Baseball punishes those who do not do the routine, routinely.
Hosmer beats Cordero to the bag, Salvador Perez scores from third and Jarrod Dyson scores from second — on a ball that never left the infield. With two down, Dyson hits third base and keeps going. Cordero didn’t run when he should’ve, Dyson was running until he saw the third out. Jarrod’s heads-up base running buys the Royals another run.
Ninth inning: Yuniesky Betancourt continues his RBI hot streak, homering in the top of the inning and Jonathan Broxton — aided by a Moustakas-Hosmer double play — gets the save. Royals win 9-6.
Home Run Derby selections
If you missed the story, the Angels’ Mark Trumbo was selected to participate in the Home Run Derby when Robinson Cano, the American League Home Run Derby captain (didn’t even know there was one) called Albert Pujols and asked him to participate. Pujols declined, because he’s not on the AL All-Star team, but suggested Cano pick Pujols’ teammate, Trumbo.
And Cano did it.
Nothing against Mark Trumbo, and I hope he gets a nice reception from the Kansas City fans, but this seems like a pretty haphazard way of selecting Derby participants. If I’m Billy Butler’s hitting coach, I’d be relieved I didn’t have to worry about Billy jacking up his swing during the Derby. (On the other hand, if I’m Billy Butler’s hitting coach I would’ve already jacked up his swing with bad advice.)
But I’m not Billy’s hitting coach, and it would’ve been pretty cool to see him come to the plate with most of a sellout crowd cheering for him. Where’s Bud Selig when you really need him?
A Mitch Maier story
(Every day the Royals are home I walk around the stadium talking to people. I rarely have a plan; most days I’ll get three story ideas walking from the clubhouse to the dugout and all three will be better than anything I could’ve come up with on my own. As a result, I don’t use everything, but save most of it in case it becomes useful later. Here’s a story that illustrates why people liked Mitch Maier.)
It’s the morning before a day game and Alex Gordon is watching video of that day’s starting pitcher. I often ask what the opposition pitcher does, and the answers are always interesting. Gordon says the guy he’ll face shortly throws a lot of “cutters” to left-handed batters. A cutter is a fastball held off-center which makes the pitch move sideways. A right-handed pitcher who throws a cutter to a left-handed batter will let the ball bore in on the hitter’s hands. So a fastball that starts down the middle might a great pitch to hit if it’s a four-seam straight fastball and a tough pitch to handle if it’s a cutter.
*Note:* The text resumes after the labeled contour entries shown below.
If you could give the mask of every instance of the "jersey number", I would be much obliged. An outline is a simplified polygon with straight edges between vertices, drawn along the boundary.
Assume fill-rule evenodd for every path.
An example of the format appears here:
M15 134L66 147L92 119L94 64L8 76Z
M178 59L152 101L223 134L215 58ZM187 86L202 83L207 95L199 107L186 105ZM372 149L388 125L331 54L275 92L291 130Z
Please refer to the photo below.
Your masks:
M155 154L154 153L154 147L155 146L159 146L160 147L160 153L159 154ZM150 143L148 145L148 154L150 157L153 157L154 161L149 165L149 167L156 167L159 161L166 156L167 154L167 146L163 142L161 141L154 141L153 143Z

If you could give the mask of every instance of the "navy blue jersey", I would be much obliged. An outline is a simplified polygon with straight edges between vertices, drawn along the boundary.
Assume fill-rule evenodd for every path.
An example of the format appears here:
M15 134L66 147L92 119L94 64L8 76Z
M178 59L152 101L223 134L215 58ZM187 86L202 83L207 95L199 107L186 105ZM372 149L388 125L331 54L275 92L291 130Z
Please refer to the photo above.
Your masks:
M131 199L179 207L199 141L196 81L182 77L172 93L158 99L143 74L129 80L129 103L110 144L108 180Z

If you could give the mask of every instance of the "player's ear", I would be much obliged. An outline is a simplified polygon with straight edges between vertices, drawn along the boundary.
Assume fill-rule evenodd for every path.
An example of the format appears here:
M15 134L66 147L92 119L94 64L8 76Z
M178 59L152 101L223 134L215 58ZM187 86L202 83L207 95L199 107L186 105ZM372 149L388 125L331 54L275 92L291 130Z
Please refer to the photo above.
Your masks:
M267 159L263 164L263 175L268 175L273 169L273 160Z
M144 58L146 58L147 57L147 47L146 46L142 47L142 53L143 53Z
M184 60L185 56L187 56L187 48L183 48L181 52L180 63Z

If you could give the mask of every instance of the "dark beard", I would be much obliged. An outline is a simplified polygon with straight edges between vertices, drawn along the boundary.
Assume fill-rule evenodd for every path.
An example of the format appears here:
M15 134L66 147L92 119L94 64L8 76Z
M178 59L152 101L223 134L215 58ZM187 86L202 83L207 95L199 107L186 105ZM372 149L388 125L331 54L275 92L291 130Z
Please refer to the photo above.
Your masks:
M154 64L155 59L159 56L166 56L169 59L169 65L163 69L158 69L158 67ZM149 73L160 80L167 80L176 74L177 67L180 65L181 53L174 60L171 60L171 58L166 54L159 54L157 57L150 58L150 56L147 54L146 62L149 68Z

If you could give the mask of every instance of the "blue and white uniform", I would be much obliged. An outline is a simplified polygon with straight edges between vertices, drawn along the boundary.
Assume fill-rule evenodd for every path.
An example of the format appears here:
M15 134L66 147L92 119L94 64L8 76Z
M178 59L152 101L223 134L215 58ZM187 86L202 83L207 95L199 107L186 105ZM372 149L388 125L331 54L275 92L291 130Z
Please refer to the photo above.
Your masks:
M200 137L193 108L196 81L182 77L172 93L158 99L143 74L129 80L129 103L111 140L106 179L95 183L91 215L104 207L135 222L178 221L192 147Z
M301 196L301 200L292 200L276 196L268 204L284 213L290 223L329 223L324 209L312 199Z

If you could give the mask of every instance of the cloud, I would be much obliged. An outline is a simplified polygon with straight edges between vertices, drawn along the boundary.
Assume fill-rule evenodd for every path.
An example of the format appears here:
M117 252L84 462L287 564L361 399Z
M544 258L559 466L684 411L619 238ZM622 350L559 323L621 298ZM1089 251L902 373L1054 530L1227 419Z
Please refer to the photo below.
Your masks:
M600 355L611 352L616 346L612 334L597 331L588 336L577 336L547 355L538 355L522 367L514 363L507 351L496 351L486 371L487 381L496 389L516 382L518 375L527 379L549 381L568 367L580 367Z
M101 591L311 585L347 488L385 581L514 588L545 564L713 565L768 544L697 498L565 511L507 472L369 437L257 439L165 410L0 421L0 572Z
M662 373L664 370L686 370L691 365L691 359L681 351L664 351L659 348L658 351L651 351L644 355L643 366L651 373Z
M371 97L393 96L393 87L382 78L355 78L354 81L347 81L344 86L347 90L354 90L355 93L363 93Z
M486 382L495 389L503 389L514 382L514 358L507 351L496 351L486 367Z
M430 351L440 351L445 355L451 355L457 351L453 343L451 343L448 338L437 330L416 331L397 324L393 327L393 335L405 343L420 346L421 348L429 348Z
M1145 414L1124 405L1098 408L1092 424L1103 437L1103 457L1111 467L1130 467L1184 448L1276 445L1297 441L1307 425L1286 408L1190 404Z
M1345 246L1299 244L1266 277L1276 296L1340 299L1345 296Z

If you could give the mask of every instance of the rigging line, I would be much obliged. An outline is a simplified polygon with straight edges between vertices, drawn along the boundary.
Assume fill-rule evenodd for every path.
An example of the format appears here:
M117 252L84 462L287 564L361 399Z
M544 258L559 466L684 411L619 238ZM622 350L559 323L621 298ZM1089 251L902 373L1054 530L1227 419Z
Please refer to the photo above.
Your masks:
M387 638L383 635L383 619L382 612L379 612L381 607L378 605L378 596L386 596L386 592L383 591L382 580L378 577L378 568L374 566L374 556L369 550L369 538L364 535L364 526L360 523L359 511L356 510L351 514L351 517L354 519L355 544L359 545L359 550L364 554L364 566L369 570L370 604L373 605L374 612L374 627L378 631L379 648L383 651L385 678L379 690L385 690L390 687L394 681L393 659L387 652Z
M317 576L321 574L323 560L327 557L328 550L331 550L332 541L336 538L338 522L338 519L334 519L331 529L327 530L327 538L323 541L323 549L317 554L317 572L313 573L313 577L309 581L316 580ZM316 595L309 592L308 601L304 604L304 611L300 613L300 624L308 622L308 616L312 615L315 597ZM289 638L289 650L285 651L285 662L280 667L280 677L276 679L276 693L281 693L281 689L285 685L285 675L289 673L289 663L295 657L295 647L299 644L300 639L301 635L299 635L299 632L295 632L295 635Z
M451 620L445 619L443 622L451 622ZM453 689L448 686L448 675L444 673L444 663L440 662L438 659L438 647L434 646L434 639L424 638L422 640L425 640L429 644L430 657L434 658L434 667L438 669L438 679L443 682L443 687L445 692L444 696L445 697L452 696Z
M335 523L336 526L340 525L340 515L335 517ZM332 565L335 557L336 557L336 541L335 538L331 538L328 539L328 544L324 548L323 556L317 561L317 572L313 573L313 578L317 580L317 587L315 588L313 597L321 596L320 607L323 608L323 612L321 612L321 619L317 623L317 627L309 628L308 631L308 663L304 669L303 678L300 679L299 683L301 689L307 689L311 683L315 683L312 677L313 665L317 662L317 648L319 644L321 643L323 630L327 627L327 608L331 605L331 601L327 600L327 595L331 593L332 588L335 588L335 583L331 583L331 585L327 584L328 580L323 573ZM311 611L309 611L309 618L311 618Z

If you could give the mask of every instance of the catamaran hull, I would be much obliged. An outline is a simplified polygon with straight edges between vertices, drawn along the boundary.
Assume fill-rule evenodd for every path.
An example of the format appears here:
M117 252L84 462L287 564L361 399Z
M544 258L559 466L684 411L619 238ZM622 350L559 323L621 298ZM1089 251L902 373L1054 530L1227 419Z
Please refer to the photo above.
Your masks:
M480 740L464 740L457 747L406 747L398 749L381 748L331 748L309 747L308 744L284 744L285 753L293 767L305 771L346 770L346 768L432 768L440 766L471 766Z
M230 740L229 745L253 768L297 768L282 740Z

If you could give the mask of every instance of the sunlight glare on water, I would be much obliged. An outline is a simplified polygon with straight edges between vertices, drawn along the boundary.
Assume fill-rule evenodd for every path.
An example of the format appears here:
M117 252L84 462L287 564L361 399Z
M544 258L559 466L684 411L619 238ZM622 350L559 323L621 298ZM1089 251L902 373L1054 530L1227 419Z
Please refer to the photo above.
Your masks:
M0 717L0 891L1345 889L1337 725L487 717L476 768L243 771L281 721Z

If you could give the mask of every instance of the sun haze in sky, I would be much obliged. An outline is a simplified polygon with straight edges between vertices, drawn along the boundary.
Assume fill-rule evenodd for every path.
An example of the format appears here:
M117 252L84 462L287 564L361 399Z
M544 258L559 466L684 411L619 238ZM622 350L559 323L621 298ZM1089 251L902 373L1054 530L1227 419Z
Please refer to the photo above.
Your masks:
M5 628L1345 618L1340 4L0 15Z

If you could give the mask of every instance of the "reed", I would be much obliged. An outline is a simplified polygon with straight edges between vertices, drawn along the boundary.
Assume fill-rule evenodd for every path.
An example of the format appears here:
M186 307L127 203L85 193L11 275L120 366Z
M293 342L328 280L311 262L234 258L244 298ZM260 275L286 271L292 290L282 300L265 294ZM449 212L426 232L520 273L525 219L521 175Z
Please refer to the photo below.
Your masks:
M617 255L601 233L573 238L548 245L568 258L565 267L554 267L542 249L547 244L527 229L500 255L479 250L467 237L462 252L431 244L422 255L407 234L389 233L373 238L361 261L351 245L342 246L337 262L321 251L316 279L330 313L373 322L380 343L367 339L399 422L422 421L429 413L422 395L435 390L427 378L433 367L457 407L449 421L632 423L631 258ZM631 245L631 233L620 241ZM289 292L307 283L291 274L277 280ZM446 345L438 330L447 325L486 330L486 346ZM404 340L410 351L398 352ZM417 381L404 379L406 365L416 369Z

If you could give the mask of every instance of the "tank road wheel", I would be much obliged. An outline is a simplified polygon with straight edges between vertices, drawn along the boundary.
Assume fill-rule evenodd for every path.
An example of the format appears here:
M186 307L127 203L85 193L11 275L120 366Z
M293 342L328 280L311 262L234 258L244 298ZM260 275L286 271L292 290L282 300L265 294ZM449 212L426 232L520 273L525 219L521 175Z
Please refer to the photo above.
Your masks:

Spotting the difference seems pretty important. As Alex and I discuss this, Mitch Maier sits quietly nearby and listens. I ask Alex how you tell one pitch is a straight fastball and another is a cutter. Is it the release? Does the pitcher do something different with his hand? Is it possible to see the seams on the ball? Is the rotation any different? How about movement? Are the pitch trajectories different enough that you can tell them apart?
Mitch finally speaks up: “You know it’s a cutter when it comes inside and breaks your bat.”